Patchwork tackles development gruntwork—like reviews, docs, linting, and security fixes—through customizable, code-first 'patchflows' using LLMs and modular code management steps, all in Python. Here's a quick overview video: https://youtu.be/MLyn6B3bFMU
From our time building DevSecOps tools, we experienced first-hand the frustrations our users faced as they built complex delivery pipelines. Almost a third of developer time is spent on code management tasks[1], yet backlogs remain.
Patchwork lets you combine well-defined prompts with effective workflow orchestration to automate as much as 80% of these gruntwork tasks using LLMs[2]. For instance, the AutoFix patchflow can resolve 82% of issues flagged by semgrep using gpt-4 (or 68% with llama-3.1-8B) without fine-tuning or providing specialized context [3]. Success rates are higher for text-based patchflows like PR Review and Generate Docstring, but lower for more complex tasks like Dependency Upgrades.
We are not a coding assistant or a black-box GitHub bot. Our automation workflows run outside your IDE via the CLI or CI scripts without your active involvement.

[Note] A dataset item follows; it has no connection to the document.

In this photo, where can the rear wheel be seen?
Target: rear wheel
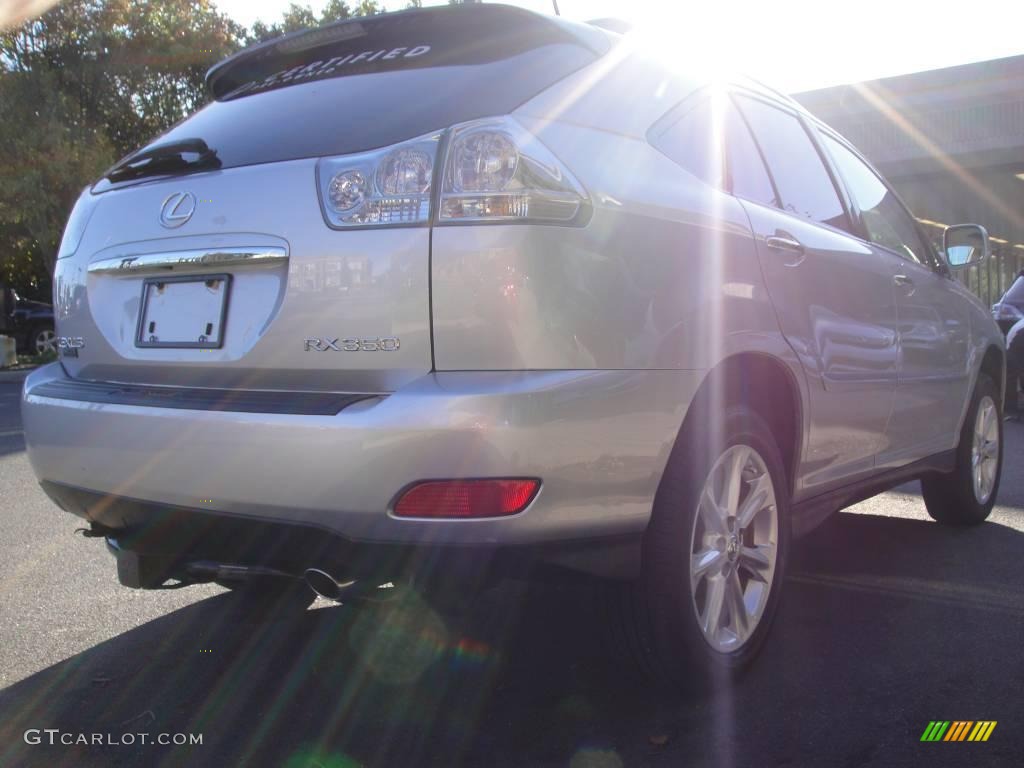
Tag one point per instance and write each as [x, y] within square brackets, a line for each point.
[966, 496]
[715, 554]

We are also not an ‘AI agent’ framework. In our experience, LLM agents struggle with planning and rarely identify the right execution path. Instead, Patchwork requires explicitly defined workflows that provide greater success and full control.

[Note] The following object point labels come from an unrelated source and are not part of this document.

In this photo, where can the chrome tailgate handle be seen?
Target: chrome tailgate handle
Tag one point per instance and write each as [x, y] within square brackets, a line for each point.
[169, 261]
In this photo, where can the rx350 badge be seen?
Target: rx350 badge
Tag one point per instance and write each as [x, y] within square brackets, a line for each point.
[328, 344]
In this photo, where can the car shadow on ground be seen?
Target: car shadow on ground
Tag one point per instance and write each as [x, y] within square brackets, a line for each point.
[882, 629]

Patchwork is open-source so you can build your own patchflows, integrate your preferred LLM endpoints, and fully self-host, ensuring privacy and compliance for large teams.
As devs, we prefer to build our own ‘AI-enabled automation’ given how easy it is to consume LLM APIs. If you do, try patchwork via a simple 'pip install patchwork-cli' or find us on Github[4].
Sources:
[1] https://blog.tidelift.com/developers-spend-30-of-their-time-...
[2] https://www.patched.codes/blog/patched-rtc-evaluating-llms-f...
[3] https://www.patched.codes/blog/how-good-are-llms
[4] https://github.com/patched-codes/patchwork
[Sample PRs] https://github.com/patched-demo/sample-injection/pulls
Especially helpful if you're a team with where there's a wide variance in competency/experience levels.
While obviously a LLM might miss functional problems, it feels extremely well suited for catching “stupid mistakes”.
I don’t think anyone is advocating for LLMs merging and approving PRs on their own, they can certainly provide value to the human reviewer.
Still won't be perfect, but you'll definitely get to a point where it's a net positive overall - especially with frontier models.
No.
Linters are extremely well suited for catching stupid mistakes.
LLMs are extremely well suited for the appearance of catching stupid mistakes.
Linters will catch things like this because they can go through checking and evaluating things logically:
> if (
> isValid(primaryValue, "strict") || isValid(secondaryValue, "strict") ||
> isValid(primaryValue, "loose" || isValid(secondaryValue, "loose"))
> //...............................^^^^ Did we forget a closing ')'?
> ) {
> ...
> }
LLMs will only highlight exact problems they've seen before, miss other problems that linters would immediately find, and hallucinate new problems altogether.
AI for example can catch the fact that `phone.match(/\d{10}/)` might break because of spaces, while a linter has no concept of a correct "regex" as long as it matches the regex syntax.
I don't think anyone is arguing that replacing linters with AI is the answer, instead a combination of both is useful.